Il rappelle enfin que le chiffre de 3 750 milliards de dollars qui représente la valorisation cumulée des 5 GAFAM, est plus élevé que le PNB de n’importe quel pays, à l’exception des USA, de la Chine et du Japon. Il représente 12,5% de la capitalisation boursière totale Américaine et est aussi plus grand que tous les marchés boursiers du monde sauf 5. L’attitude en Europe est très naïve et généralement suspicieuse devant les richesses créées.

Poids économique des GAFAM

Poids économique des GAFAM au 31 décembre 2017 © Netzoekonom.de

Les caractéristiques de ces 5 compagnies sont : ce sont des sociétés de technologie qui se sont déployées autour d’une disruption technologique ambitieuse, elles ont été très vite globales (sauf en Chine), elles ont mis moins de 25 ans pour y arriver, ont été financées par des investisseurs de la Silicon Valley et 4 d’entre elles ont été créées par des jeunes qui n’avaient pas terminé leurs études. « Il faut savoir en tirer les conclusions car nous en sommes encore au début de la disruption numérique de la société industrielle qui va s’opérer dans les 10 ans grâce aux logiciels et à l’intelligence artificielle… »

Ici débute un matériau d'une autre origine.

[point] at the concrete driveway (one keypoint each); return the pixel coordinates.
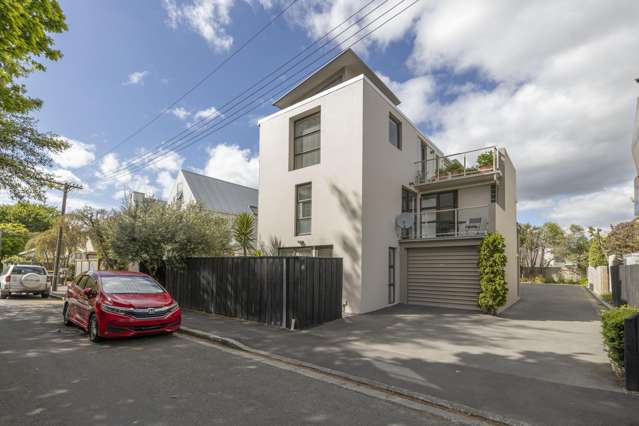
(542, 362)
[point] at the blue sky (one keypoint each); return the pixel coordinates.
(469, 76)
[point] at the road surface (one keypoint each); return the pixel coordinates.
(51, 374)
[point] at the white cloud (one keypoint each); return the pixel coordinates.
(233, 164)
(136, 78)
(180, 112)
(415, 95)
(600, 209)
(79, 154)
(208, 18)
(169, 160)
(165, 180)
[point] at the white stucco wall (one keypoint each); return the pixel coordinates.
(336, 181)
(386, 170)
(506, 224)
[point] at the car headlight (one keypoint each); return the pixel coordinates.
(115, 309)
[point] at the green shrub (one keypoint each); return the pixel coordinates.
(612, 331)
(492, 271)
(485, 159)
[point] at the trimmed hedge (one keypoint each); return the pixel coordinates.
(612, 331)
(492, 271)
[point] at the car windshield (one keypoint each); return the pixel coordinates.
(130, 285)
(23, 270)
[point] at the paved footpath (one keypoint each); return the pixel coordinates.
(541, 363)
(51, 375)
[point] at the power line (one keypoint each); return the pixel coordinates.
(199, 125)
(230, 120)
(200, 82)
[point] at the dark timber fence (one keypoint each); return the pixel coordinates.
(624, 282)
(307, 290)
(631, 352)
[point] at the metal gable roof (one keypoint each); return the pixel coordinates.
(219, 195)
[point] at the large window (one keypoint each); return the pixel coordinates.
(395, 131)
(303, 207)
(306, 141)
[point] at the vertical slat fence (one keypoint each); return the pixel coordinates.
(251, 288)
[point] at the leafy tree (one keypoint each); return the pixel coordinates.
(623, 238)
(97, 225)
(152, 232)
(244, 231)
(492, 271)
(596, 252)
(36, 217)
(25, 152)
(44, 243)
(13, 239)
(24, 42)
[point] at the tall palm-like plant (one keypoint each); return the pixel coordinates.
(244, 231)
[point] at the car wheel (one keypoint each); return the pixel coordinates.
(65, 315)
(93, 329)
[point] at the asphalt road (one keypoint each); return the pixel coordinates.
(51, 374)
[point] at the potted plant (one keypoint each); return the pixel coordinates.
(485, 161)
(455, 168)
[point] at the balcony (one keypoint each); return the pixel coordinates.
(469, 222)
(447, 171)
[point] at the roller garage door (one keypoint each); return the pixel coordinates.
(443, 276)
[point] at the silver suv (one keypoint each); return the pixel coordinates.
(24, 279)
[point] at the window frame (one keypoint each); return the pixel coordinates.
(294, 139)
(298, 203)
(398, 123)
(392, 267)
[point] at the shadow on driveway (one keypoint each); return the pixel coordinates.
(541, 362)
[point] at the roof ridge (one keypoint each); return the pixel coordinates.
(218, 179)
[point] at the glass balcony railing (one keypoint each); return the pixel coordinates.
(445, 223)
(470, 163)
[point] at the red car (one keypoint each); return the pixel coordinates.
(120, 304)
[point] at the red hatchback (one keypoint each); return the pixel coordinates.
(120, 304)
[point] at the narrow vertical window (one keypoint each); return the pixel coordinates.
(395, 132)
(391, 275)
(303, 207)
(306, 141)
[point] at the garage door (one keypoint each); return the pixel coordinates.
(443, 276)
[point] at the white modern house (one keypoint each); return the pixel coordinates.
(344, 173)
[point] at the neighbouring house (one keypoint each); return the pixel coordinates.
(635, 154)
(344, 173)
(226, 198)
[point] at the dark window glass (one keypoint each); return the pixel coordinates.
(130, 285)
(395, 132)
(90, 282)
(23, 270)
(391, 274)
(303, 209)
(306, 141)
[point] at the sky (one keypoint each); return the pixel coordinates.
(550, 82)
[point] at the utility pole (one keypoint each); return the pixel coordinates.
(58, 247)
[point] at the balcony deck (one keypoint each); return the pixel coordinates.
(446, 172)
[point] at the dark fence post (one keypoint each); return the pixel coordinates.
(631, 352)
(615, 284)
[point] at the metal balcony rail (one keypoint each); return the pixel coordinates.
(448, 223)
(469, 163)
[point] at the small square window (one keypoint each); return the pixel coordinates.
(395, 132)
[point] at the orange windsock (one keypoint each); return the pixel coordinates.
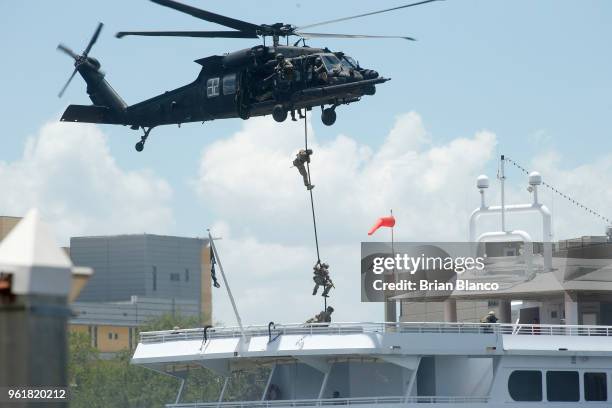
(388, 221)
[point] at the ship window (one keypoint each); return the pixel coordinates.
(229, 84)
(562, 386)
(595, 388)
(525, 385)
(212, 87)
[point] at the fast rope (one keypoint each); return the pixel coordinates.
(314, 218)
(559, 193)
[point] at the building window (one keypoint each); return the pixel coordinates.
(562, 386)
(229, 84)
(525, 385)
(212, 87)
(595, 388)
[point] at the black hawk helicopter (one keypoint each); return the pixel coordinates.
(256, 81)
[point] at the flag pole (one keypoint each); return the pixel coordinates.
(394, 268)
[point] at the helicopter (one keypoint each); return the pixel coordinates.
(261, 80)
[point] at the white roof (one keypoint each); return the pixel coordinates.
(32, 243)
(37, 263)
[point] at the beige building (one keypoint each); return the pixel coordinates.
(138, 278)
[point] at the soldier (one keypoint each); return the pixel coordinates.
(320, 71)
(321, 278)
(490, 318)
(284, 68)
(323, 317)
(301, 158)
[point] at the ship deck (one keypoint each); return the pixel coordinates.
(362, 339)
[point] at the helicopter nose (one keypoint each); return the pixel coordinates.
(370, 74)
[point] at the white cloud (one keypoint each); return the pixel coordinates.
(68, 172)
(354, 184)
(268, 245)
(265, 213)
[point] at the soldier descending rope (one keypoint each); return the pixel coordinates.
(301, 158)
(321, 278)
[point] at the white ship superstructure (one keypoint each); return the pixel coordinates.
(442, 364)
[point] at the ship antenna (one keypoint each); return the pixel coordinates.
(213, 248)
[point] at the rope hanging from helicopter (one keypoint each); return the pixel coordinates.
(559, 193)
(314, 217)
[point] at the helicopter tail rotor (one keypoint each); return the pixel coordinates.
(80, 59)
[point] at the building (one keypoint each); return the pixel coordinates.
(138, 278)
(7, 224)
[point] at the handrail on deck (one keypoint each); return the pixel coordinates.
(335, 402)
(369, 327)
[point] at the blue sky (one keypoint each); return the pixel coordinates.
(537, 74)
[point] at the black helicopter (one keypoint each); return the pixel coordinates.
(256, 81)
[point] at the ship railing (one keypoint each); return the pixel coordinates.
(358, 328)
(336, 402)
(555, 330)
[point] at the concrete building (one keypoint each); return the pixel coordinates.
(138, 278)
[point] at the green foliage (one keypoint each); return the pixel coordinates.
(98, 382)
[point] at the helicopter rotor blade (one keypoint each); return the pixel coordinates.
(201, 34)
(67, 51)
(337, 20)
(331, 35)
(67, 83)
(93, 40)
(208, 16)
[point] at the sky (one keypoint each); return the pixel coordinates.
(527, 79)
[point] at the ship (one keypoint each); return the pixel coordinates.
(551, 347)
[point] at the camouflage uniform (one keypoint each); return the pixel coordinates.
(321, 278)
(301, 158)
(323, 317)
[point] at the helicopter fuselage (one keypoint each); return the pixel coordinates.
(241, 84)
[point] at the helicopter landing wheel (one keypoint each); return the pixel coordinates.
(279, 113)
(328, 116)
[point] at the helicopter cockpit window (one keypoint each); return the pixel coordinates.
(212, 87)
(331, 62)
(229, 84)
(349, 62)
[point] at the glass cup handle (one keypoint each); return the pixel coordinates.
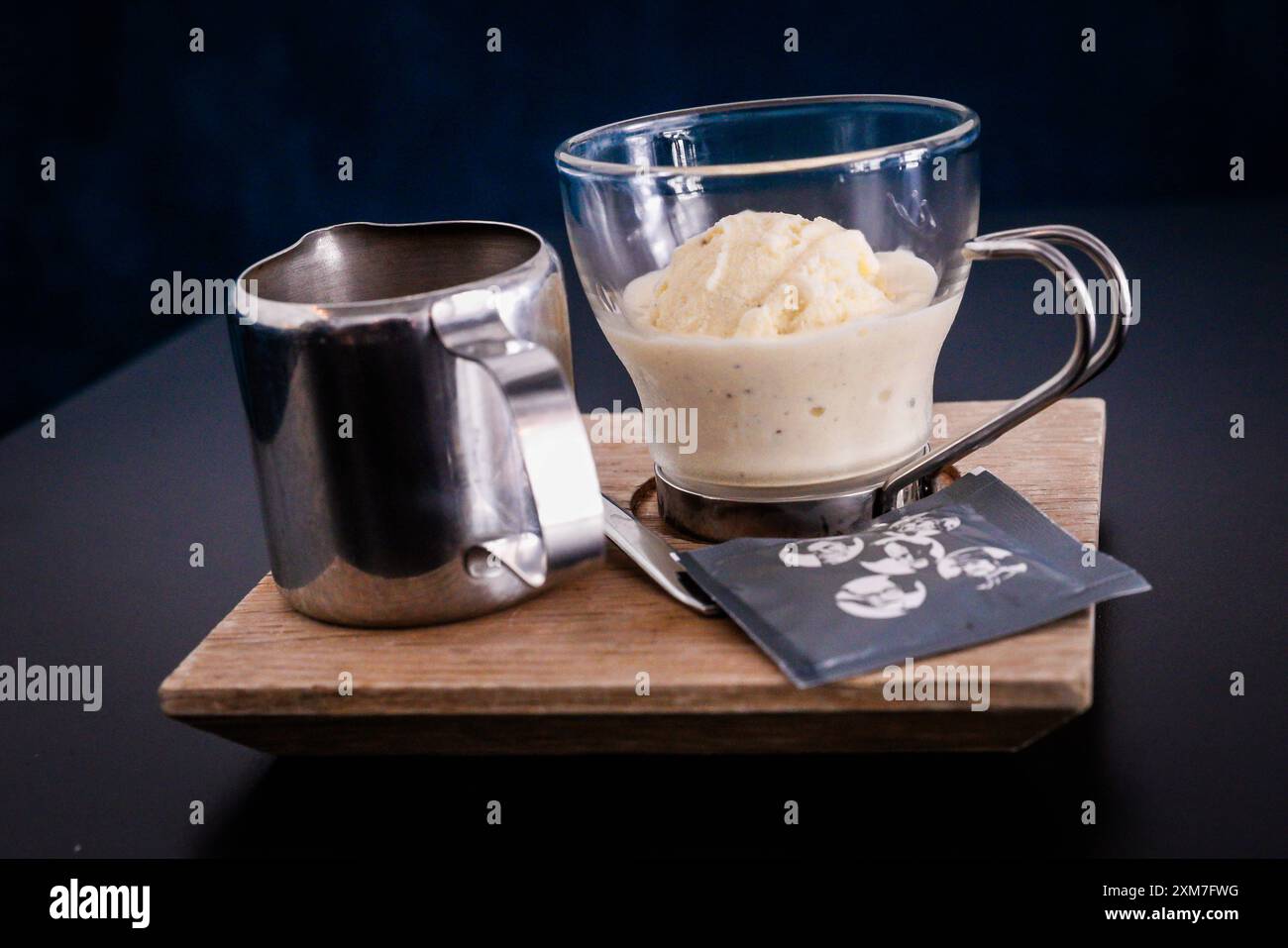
(552, 438)
(1037, 244)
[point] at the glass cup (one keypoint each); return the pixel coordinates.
(851, 401)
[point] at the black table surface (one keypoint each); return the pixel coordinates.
(97, 524)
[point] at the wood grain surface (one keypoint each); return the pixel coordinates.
(558, 673)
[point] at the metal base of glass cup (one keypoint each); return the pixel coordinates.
(818, 510)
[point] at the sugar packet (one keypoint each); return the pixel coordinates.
(971, 563)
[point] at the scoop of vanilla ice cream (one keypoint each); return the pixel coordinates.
(764, 274)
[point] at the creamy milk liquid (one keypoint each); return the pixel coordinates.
(833, 384)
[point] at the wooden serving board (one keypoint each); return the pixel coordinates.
(558, 674)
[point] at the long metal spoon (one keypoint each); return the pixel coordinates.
(652, 554)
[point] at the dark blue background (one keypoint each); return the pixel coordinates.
(170, 159)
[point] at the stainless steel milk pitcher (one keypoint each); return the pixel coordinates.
(419, 451)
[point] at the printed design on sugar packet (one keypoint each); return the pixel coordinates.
(906, 548)
(980, 563)
(880, 596)
(831, 552)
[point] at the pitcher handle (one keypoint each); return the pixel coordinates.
(550, 432)
(1082, 366)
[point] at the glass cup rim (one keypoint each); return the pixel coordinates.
(866, 158)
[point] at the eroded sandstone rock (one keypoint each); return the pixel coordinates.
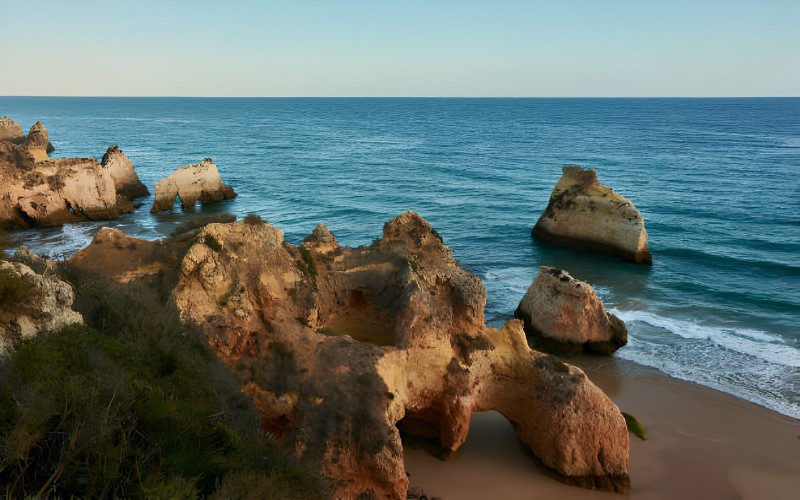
(584, 214)
(126, 181)
(191, 183)
(54, 192)
(38, 143)
(342, 347)
(11, 131)
(565, 316)
(32, 303)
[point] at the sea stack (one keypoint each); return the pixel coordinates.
(563, 315)
(11, 131)
(586, 215)
(38, 143)
(191, 183)
(126, 181)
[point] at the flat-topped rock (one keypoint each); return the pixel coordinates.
(564, 315)
(54, 192)
(34, 302)
(343, 348)
(586, 215)
(126, 181)
(11, 131)
(37, 142)
(191, 183)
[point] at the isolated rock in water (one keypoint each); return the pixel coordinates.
(32, 303)
(37, 142)
(53, 192)
(126, 181)
(340, 348)
(565, 316)
(321, 239)
(584, 214)
(191, 183)
(11, 131)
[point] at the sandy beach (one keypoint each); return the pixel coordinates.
(701, 443)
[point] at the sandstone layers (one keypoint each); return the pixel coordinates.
(342, 348)
(191, 183)
(11, 131)
(41, 302)
(126, 181)
(39, 191)
(586, 215)
(565, 316)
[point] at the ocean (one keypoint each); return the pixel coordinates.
(717, 181)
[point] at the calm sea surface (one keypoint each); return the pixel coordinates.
(717, 180)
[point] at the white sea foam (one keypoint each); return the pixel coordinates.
(760, 344)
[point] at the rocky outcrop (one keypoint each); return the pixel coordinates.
(32, 303)
(191, 183)
(341, 348)
(126, 181)
(584, 214)
(37, 142)
(11, 131)
(565, 316)
(38, 191)
(53, 192)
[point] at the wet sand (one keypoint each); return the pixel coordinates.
(701, 443)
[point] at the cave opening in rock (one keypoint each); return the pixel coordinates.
(362, 320)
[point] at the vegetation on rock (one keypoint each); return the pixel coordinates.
(133, 404)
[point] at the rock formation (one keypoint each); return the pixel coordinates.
(584, 214)
(342, 348)
(11, 131)
(126, 182)
(38, 191)
(32, 302)
(565, 316)
(191, 183)
(37, 142)
(53, 192)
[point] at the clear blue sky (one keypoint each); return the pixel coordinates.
(400, 48)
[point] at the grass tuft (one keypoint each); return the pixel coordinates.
(634, 426)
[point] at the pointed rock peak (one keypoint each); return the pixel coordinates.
(575, 174)
(11, 131)
(192, 183)
(563, 315)
(126, 181)
(38, 143)
(110, 153)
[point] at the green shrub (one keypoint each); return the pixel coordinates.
(14, 289)
(634, 426)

Le mouvement et l’utilisation des données peut être une opportunité pour L’Europe

Ancien Président de l’Estonie, petit pays de la mer baltique considérée comme une véritable enclave du tout numérique en Europe, Toomas Hendrik Ilves tient à préciser son optimisme. « Nous avons 4 licornes en Estonie et nous avons peut-être le meilleur ratio au monde par personne. Le pays a 1,3 million d’habitants. » En Estonie les écoles étaient en ligne dès 1998, la numérisation de toute l’administration Estonienne a commencé dès la fin des années 90 et Skype a été crée en 2002, 11 ans après l’indépendance du pays.

Aujourd’hui il y a seulement 3 choses qu’on ne peut pas faire en Estonie à partir d’un smartphone : se marier, divorcer et acheter (ou vendre) de la marijuana (sauf si on est membre de la mafia). Mais aujourd’hui, les fruits les plus accessibles de la révolution numérique ont déjà été cueillis aux Etats Unis et l’Europe va devoir se diriger vers des  secteurs où elle est meilleure. La santé est un point fort en Europe si on compare à ce qui se fait aux Etats Unis ou encore la distribution de l’électricité…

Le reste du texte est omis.